Parmi ces fruits, j'en distingue quatre principaux que
voici : intelligence plus profonde de la vérité religieuse, éducation
de la conscience, expansion du coeur, éveil de l'espérance éternelle.
Essayons de voir comment ces vertus croissent et
mûrissent sous l'action de la douleur.
1° Je dis d'abord
que la douleur nous fait mieux comprendre la vérité religieuse. Ce
n'est pas qu'elle nous enseigne rien d'absolument nouveau; mais, de
nos croyances qui risquent souvent de rester pour nous des
abstractions pures, elle fait des réalités. Vous vous en convaincrez,
si vous examinez un moment la vérité que la douleur projette sur Dieu,
sur les autres et sur nous-mêmes.
Vérité sur Dieu. Dieu, pour l'intelligence, c'est l'Être
nécessaire, le premier principe, le Créateur, et, dans un sens qui
peut rester abstrait, le Père céleste. Bien des hommes ne le
connaissent ainsi qu'à l'état d'idée; c'est pour eux l'idée par
excellence, je le veux, mais une idée enfin. Que faut-il pour qu'il se
révèle comme un Être vivant et présent, et pour qu'à la foi
intellectuelle se joigne la foi vraiment religieuse? Un penseur
profond (3) l'a dit. Il faut que
l'homme se sente dépendant de lui. C'est avec le sentiment de la
dépendance que naît la religion. Or, qu'est-ce qui produit le plus
sûrement en nous ce sentiment? C'est la douleur.

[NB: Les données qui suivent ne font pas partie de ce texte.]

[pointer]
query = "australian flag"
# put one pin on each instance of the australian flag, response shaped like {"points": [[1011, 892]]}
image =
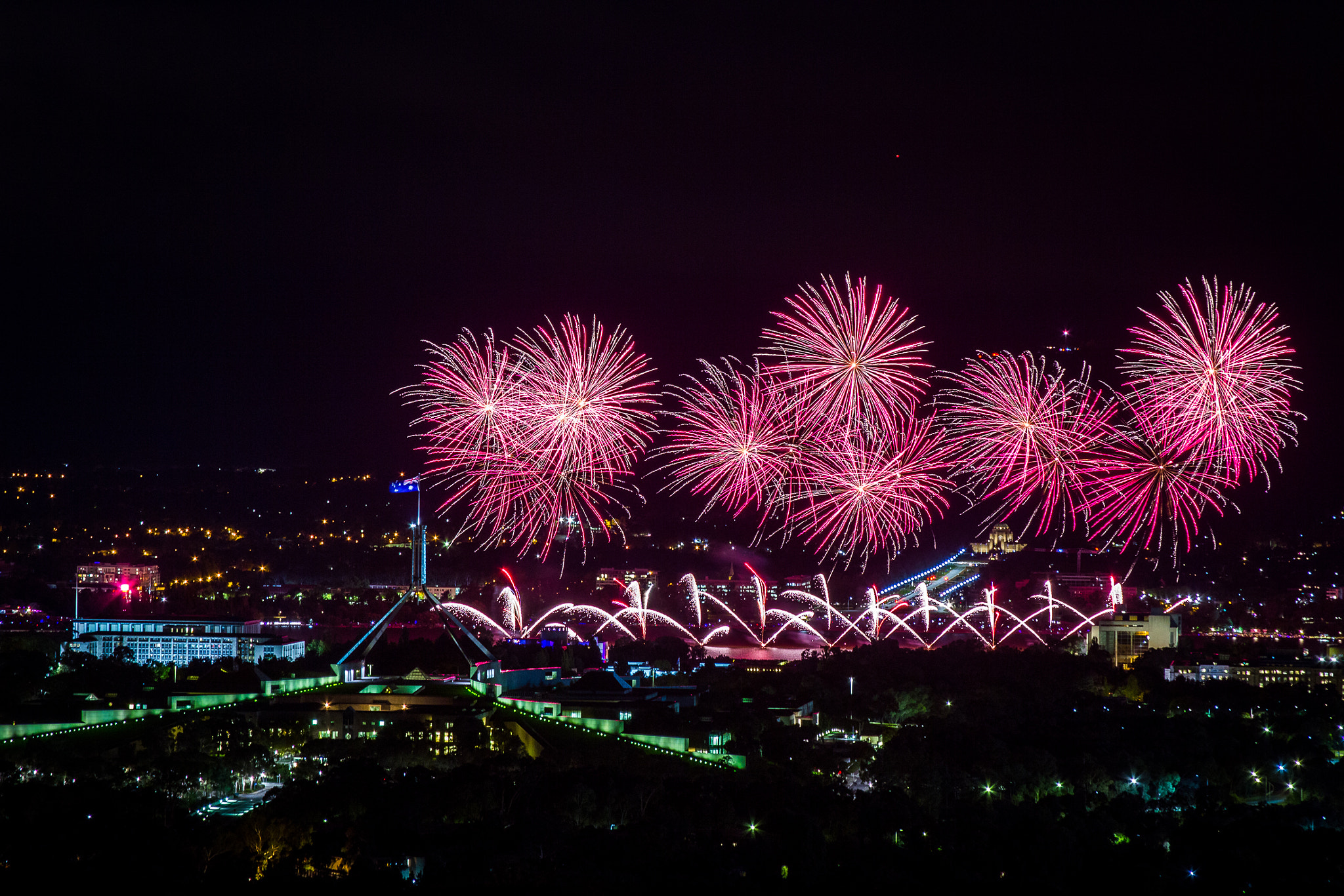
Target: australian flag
{"points": [[404, 485]]}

C'est la douleur qui brise l'orgueil des forts et qui
trouble la sécurité fausse des incrédules, c'est elle qui nous oblige
à courber la tête et à nous avouer vaincus. Et, de même qu'elle nous
met en présence d'un Maître, elle nous révèle souvent sa justice et sa
sainteté. Osons le dire, si nous ne souffrions plus, nous finirions
par croire que nos transgressions sont peu de chose et que la loi
intérieure peut être impunément violée. Mais quand l'affliction
survient, quand elle porte au front le signe manifeste du châtiment,
quand, avec la souffrance physique, c'est l'humiliation qui nous
frappe et qui nous abat, alors, la nécessité de l'expiation luit à nos
yeux en caractères vengeurs, alors, nous comprenons combien il est
indigne de prêter à Dieu cette molle indulgence dont les mondains
couvrent souvent sa face sainte; alors, nous devinons qu'entre lui et
nous doit intervenir un acte souverain de miséricorde qui seul peut
nous rendre la paix. Et ce n'est pas seulement la sainteté de Dieu que
la douleur nous révèle, c'est encore, et je vais dire une chose
étrange, c'est encore sa bonté. N'allez pas crier au paradoxe. Je sais
que, pour le coeur inconverti et rebelle, l'affliction n'est qu'un
sujet de plus de révolte et de scandale; mais je sais aussi (et
l'expérience des siècles le prouve) que c'est au coeur brisé et soumis
que Dieu fait comprendre le mieux le secret de ses miséricordes et ce
qu'il y a de plus exquis dans son amour. On l'observe tous les jours;
ce ne sont pas les heureux de la terre, ce sont les affligés qui sont
le plus reconnaissants; jamais l'Église n'a mieux exalté la fidélité
divine que lorsqu'elle était sous la croix. Comme c'est la nuit qui
dévoile à nos yeux les splendeurs des cieux étoilés, c'est dans
l'épreuve, cette nuit des âmes, que le regard de la foi discerne le
mieux les magnificences de l'amour divin.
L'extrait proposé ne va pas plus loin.